# Properties of computable numbers

If we enumerate* all the computable numbers, those for which there exist a turing machine that outputs its digits to arbitrary precision. What is known about the asymptotic density of rationals, irrationals, algebraic, normal and transcendental numbers in this set?

*Enumerate them by their Kolmogorov complexity, ie we enumerate all turing programs up to a total character length n, then take the limit as n approaches infinity, does any of the number types have a limiting density in this set?

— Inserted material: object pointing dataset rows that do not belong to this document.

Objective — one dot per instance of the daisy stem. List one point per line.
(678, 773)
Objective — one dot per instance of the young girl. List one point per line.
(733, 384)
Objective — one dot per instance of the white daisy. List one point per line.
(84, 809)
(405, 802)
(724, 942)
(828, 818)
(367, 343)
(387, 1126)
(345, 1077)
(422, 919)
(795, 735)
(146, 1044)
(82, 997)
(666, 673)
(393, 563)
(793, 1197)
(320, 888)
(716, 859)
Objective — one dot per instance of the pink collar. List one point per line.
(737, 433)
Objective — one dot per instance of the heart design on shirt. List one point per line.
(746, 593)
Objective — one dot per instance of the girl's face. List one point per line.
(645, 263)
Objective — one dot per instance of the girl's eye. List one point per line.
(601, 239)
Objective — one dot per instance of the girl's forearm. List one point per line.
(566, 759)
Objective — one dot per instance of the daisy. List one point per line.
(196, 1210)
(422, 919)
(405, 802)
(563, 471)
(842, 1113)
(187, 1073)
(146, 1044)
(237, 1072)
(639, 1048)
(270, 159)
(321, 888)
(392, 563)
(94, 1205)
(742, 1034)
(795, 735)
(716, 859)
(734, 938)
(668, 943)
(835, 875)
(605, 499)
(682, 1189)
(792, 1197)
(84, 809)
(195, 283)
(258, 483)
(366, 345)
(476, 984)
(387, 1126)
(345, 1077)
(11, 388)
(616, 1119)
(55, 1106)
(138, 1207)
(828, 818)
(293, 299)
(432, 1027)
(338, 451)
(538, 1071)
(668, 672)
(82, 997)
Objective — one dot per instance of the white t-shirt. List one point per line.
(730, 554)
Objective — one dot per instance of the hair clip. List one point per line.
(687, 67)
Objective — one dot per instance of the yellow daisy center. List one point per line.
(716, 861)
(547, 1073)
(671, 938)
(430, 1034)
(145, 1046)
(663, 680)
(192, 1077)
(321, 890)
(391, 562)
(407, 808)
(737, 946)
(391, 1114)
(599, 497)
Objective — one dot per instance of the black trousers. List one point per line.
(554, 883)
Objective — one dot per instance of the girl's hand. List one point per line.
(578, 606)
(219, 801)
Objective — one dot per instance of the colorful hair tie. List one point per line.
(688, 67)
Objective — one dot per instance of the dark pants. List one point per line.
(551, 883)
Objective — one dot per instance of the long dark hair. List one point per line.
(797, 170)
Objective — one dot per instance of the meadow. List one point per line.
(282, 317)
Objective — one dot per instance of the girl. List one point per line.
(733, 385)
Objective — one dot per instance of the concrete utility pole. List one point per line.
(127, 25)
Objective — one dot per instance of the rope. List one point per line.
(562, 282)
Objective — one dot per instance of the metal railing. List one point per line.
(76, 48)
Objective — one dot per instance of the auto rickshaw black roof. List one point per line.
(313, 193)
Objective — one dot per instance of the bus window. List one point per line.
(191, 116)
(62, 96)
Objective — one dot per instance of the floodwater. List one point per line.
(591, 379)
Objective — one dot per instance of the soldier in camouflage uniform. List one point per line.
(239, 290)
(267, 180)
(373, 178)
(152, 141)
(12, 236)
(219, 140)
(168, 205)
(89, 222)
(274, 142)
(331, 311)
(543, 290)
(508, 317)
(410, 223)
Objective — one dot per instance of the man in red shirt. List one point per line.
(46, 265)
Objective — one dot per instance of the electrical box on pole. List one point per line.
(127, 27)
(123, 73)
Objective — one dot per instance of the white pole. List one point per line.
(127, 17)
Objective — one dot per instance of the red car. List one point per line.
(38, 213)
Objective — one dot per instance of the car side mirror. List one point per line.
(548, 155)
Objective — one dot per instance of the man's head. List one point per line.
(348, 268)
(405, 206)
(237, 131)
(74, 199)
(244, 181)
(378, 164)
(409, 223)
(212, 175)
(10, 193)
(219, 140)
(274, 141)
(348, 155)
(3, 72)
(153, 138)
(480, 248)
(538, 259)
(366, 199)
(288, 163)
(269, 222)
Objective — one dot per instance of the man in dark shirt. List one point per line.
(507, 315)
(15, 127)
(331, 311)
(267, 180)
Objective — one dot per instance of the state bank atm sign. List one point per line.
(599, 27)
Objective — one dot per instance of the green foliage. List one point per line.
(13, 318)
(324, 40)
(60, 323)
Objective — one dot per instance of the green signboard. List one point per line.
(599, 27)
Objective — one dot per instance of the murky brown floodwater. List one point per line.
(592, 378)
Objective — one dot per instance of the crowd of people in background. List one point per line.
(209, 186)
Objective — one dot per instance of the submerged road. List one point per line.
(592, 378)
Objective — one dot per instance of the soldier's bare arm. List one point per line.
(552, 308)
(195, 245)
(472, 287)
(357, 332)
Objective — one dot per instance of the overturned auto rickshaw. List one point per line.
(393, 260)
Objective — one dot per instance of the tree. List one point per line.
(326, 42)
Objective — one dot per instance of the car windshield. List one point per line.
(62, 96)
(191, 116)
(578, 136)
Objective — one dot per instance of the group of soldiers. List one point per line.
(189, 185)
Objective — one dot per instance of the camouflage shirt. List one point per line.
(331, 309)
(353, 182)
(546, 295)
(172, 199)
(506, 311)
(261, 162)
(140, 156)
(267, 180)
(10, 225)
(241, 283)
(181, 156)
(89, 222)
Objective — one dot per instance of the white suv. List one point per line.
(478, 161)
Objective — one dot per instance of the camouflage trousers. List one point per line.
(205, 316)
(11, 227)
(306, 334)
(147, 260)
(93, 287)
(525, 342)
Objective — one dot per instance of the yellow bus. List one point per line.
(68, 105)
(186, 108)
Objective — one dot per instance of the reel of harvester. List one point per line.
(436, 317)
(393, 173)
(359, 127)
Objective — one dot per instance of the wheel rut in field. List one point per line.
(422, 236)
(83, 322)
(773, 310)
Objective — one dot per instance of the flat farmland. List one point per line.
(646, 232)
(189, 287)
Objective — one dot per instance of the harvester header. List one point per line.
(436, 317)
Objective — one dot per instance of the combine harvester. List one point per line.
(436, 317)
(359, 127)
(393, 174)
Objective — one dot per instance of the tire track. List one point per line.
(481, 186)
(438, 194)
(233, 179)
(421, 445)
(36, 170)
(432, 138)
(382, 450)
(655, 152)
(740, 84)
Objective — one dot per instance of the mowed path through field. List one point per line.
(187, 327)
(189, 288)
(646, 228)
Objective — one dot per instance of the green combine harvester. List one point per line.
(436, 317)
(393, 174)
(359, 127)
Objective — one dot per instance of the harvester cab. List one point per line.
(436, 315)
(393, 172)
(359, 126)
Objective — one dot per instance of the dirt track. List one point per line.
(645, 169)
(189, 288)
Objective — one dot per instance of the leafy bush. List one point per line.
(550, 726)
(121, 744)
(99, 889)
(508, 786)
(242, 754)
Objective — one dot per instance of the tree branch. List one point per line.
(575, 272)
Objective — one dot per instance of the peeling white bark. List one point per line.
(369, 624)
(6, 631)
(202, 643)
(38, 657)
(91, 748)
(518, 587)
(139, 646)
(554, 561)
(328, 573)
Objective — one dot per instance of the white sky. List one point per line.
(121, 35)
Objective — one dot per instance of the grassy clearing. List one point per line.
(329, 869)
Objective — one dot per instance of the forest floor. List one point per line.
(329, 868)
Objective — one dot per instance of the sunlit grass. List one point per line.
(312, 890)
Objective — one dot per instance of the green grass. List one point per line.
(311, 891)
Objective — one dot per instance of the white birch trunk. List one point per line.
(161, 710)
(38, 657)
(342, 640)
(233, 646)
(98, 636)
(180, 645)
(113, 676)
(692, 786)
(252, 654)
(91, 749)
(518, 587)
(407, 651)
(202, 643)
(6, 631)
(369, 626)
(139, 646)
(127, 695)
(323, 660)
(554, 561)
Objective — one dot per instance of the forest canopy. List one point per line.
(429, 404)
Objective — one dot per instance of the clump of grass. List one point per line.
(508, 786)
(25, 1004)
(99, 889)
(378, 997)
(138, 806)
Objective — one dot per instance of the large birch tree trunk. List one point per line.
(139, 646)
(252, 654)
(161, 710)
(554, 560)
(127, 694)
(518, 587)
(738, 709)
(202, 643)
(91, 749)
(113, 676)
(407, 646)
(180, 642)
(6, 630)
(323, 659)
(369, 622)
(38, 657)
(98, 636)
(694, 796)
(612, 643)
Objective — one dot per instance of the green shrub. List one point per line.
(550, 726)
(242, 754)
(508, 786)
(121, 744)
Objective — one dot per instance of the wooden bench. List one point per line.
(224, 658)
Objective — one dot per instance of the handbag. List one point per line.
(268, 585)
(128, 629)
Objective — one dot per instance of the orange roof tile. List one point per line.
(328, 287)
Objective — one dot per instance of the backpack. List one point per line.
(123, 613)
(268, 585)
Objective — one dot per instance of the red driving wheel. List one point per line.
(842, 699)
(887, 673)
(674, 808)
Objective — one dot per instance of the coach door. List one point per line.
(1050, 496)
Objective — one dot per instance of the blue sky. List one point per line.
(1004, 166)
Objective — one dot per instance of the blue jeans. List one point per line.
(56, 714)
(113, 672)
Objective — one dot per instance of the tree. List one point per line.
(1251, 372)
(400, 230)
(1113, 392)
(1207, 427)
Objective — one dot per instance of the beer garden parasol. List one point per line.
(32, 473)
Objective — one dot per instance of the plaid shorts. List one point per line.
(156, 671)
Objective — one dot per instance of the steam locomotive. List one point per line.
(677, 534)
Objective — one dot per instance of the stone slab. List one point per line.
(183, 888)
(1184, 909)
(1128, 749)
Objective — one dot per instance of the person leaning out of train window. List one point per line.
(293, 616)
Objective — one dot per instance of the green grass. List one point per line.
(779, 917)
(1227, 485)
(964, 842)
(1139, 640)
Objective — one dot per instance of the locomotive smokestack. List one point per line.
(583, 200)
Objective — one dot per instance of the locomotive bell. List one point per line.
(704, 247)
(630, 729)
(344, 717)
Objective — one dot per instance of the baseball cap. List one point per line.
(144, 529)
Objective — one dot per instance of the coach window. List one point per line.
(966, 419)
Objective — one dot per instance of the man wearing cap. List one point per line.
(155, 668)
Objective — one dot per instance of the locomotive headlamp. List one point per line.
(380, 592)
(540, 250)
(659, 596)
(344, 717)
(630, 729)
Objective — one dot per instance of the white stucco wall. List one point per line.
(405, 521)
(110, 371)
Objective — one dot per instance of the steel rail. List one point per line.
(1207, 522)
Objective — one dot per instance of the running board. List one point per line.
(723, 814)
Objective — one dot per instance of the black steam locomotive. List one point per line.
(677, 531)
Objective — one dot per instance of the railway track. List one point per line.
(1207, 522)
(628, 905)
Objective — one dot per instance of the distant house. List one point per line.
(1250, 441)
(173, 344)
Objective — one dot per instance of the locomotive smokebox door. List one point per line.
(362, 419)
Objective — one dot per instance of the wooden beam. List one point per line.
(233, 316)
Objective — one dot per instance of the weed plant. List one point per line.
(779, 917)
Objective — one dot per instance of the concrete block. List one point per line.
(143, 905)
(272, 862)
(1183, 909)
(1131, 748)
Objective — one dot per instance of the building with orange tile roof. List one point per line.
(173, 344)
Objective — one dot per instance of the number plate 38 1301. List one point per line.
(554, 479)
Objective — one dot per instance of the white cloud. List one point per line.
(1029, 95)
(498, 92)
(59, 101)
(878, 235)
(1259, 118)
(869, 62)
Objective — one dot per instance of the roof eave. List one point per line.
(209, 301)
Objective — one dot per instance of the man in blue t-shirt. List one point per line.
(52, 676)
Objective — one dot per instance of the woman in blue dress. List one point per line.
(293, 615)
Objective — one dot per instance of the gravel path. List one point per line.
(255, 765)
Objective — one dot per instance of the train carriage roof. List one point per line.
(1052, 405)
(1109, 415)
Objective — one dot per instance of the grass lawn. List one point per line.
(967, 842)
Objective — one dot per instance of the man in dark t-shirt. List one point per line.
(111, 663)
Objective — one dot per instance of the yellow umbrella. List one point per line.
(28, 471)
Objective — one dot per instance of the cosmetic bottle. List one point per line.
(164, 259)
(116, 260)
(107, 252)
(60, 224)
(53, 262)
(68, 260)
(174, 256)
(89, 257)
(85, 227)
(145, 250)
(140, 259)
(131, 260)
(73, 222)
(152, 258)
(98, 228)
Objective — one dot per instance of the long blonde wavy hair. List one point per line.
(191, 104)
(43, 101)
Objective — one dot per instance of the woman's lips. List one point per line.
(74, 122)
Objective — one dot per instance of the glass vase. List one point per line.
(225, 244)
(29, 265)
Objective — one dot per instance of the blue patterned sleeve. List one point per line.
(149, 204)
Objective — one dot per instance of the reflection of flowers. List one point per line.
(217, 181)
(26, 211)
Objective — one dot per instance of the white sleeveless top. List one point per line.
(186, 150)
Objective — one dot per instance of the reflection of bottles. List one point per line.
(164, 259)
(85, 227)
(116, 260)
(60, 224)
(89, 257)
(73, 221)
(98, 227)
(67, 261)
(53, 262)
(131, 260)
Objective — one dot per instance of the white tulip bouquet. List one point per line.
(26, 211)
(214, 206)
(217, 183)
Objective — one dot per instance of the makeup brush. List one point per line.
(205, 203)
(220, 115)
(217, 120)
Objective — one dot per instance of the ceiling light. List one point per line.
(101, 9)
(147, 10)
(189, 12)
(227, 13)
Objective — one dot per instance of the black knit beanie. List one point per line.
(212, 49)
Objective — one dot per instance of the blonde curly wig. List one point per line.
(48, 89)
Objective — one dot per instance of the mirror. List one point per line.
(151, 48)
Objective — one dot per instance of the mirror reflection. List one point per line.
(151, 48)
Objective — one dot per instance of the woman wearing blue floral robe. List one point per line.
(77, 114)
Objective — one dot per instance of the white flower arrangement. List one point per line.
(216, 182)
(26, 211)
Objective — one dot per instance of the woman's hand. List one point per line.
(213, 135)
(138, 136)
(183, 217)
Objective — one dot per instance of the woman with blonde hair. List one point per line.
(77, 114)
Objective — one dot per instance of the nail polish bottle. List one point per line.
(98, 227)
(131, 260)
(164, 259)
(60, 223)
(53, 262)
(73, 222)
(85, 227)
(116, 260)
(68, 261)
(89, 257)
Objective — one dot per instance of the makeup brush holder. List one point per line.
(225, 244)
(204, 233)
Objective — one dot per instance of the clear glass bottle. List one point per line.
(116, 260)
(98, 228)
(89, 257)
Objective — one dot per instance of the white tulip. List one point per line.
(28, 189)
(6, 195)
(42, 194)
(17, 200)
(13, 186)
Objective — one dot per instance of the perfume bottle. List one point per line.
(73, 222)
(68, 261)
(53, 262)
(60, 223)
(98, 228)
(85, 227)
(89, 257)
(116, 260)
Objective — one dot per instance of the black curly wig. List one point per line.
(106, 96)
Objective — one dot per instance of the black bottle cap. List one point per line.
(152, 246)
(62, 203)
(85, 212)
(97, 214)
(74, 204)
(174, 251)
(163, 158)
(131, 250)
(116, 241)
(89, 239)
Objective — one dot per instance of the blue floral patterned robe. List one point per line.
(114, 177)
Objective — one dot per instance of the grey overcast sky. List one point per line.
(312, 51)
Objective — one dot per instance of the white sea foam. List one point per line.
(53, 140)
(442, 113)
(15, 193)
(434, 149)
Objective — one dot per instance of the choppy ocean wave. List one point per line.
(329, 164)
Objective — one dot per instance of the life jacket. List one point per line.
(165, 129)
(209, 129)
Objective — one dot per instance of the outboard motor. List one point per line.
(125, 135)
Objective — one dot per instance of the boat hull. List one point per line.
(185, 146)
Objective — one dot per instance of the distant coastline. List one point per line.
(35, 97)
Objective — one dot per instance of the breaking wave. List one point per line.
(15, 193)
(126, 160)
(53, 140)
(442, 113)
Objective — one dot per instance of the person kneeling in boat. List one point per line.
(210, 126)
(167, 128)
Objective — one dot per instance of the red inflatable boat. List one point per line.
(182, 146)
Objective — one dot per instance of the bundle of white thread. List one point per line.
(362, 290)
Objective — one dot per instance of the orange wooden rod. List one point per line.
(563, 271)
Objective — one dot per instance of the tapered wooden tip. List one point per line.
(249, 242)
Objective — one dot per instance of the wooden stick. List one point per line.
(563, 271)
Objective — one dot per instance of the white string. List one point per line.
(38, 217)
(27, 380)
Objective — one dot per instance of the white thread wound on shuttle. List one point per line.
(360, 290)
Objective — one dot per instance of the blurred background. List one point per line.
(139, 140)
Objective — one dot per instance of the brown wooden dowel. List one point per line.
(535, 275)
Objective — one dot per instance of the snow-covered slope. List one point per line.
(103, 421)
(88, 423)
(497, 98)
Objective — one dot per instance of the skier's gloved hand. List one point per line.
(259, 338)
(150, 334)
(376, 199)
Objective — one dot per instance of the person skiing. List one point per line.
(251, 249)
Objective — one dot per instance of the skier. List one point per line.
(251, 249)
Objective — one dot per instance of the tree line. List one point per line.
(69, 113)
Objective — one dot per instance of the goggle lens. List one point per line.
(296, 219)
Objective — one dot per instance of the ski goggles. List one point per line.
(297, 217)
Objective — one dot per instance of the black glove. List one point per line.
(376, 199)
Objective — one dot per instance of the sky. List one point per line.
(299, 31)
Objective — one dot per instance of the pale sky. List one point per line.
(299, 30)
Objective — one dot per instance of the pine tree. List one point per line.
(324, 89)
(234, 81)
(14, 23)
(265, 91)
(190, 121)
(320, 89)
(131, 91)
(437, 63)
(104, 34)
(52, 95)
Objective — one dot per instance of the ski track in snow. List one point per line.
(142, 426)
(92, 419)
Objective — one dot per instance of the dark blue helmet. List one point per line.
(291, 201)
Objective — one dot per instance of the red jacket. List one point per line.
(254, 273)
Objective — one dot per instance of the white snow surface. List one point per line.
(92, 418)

• Please define relative density. – Rasmus Oct 27 '11 at 15:30
• Doesn't that depend drastically on the enumeration you choose? You can just play Hilbert's hotel and take another enumeration: first 10 irrationals, then 27 transcendentals, then 1 rational and repeat this pattern, so I'd be surprised if this question is well-posed. – t.b. Oct 27 '11 at 15:41
• Here's a somewhat related thread – t.b. Oct 27 '11 at 15:50
• @Raphael: No. For each positive integer $n$ the multiples of $n$ have density $1/n$ in the integers, but all of these sets are countable. – Brian M. Scott Oct 27 '11 at 20:25
• There is no effective enumeration of all computable numbers. However, there are effective enumerations of the Turing machines, but not all Turing machines compute real numbers. How should we think of those machines that don't compute real numbers? – François G. Dorais Oct 28 '11 at 11:30

Allow me to interpret your question as follows. For each Turing machine program $e$, we consider the set $W_e$ of natural numbers accepted by program $e$, and then interpret $W_e$ as the locations of digit $1$ in the binary expansion of a number in the unit interval. Thus, program $e$ is in effect giving us better and better lower bounds for the limit real, as the digits gradually appear. (Note that we cannot control the rate of convergence here, but some accounts of computable reals insist that one does control the rate of convergence.) There is a natural enumeration of the Turing machine programs, and so we thereby obtain a natural enumeration of the computable reals in the unit interval. This enumeration is uniformly semi-computable, in the sense that we may enumerate all the pairs $(e,k)$, such that the $k^{\rm th}$ digit of the $e^{\rm th}$ real is $1$. François pointed out in his comment that a simple diagonalization prevents us from improving semi-computable here to computable.
Conclusion. For this enumeration, almost every computable real has only finitely many $1$s, and therefore is a rational number, with asymptotic probability one.